- Labor shortages are severe, especially in construction.
- Wage growth will accelerate this year. The net salary of Swedbank’s customers has increased by 8 percent year-on-year in recent months.
The unemployment rate fell from 5.7% in the third quarter to 5.2% in the fourth quarter. The survey-based data by Statistics Estonia somewhat underestimates the number of the unemployed, as the Unemployment Insurance Fund had 8,000 more people in their registry of the unemployed.
The number of the employed grew by 0.6%, over the year, in the fourth quarter. However, the number of jobs was still well below the pre-crisis level. The virus has wiped out many jobs from accommodation and catering, trade, entertainment, and transportation. In addition, the decline in employment in agriculture and manufacturing continued – a trend that began before the crisis. Employment increased in the financial sector, public administration, and education. According to Statistics Estonia, 16,000 Estonian residents worked abroad, slightly more than half of them in Finland.

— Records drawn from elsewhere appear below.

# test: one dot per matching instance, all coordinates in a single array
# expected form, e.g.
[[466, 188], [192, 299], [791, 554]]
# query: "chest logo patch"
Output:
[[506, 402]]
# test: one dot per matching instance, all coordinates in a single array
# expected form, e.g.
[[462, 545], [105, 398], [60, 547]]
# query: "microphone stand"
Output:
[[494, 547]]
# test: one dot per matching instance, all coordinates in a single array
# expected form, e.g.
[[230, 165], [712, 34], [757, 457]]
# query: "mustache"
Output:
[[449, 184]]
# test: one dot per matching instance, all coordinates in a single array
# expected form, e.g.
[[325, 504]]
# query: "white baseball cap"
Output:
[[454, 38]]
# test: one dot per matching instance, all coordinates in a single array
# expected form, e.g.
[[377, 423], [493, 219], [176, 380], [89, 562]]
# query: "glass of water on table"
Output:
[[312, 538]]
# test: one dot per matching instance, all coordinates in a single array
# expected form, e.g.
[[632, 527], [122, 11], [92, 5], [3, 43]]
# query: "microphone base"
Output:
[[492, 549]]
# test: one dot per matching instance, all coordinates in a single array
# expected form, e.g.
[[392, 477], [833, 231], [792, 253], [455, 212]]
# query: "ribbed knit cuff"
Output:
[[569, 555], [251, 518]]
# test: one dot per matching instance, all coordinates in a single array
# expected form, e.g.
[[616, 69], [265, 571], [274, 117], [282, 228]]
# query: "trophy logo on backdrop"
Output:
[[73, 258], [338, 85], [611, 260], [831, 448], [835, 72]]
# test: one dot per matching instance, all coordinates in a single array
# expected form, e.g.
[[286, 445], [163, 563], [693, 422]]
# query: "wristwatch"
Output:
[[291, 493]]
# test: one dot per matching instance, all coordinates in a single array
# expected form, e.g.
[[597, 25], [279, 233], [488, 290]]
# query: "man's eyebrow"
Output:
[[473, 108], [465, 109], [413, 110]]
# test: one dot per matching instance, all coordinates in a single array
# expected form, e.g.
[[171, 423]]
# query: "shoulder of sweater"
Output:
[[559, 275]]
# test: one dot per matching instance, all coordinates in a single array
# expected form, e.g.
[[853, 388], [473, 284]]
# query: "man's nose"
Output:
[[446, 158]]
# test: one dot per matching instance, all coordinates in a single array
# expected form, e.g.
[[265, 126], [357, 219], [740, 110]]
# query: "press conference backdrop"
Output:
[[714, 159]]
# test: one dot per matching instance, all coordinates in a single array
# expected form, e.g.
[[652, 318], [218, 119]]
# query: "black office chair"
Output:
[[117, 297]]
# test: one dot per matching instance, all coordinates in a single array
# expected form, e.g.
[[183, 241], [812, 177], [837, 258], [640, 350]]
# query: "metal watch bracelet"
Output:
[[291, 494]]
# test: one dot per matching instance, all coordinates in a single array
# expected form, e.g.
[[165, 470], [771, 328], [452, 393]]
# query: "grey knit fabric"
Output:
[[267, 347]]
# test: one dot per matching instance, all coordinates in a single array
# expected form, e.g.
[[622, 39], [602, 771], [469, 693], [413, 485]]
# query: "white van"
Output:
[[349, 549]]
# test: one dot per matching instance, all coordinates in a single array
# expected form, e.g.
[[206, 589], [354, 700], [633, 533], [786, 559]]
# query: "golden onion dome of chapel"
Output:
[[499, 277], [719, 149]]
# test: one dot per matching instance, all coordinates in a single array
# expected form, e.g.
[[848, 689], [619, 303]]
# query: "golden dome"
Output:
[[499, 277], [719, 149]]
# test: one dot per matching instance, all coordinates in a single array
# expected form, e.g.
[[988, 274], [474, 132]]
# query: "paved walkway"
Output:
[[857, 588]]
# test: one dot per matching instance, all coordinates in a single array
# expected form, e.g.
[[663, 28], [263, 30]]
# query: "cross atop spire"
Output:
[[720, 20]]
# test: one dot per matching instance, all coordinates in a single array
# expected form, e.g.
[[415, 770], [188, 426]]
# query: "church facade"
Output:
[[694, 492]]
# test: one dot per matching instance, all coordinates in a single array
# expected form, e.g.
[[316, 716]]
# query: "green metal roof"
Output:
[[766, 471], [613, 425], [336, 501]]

Demand for new employees has increased significantly in both industry and services. The highest number of vacancies is found in education, trade, and industry. This year, the number of the employed is expected to increase and the unemployment rate should fall further. Labor shortages are most severe in construction. The labor shortages in the construction sector may worsen in the coming years when the construction of several EU-funded infrastructure projects will begin.
Labor shortages and rising minimum wages keep wage growth rapid. Swedbank estimates that the average net salary will increase by 6% this year. In recent months, the net salary of Swedbank’s customers has increased by 8 percent year-on-year. In addition to significant increases in material and energy prices, companies face strong wage pressures. However, industry’s assessment of its competitiveness is still good, as demand is strong and higher production costs can be passed on to customers.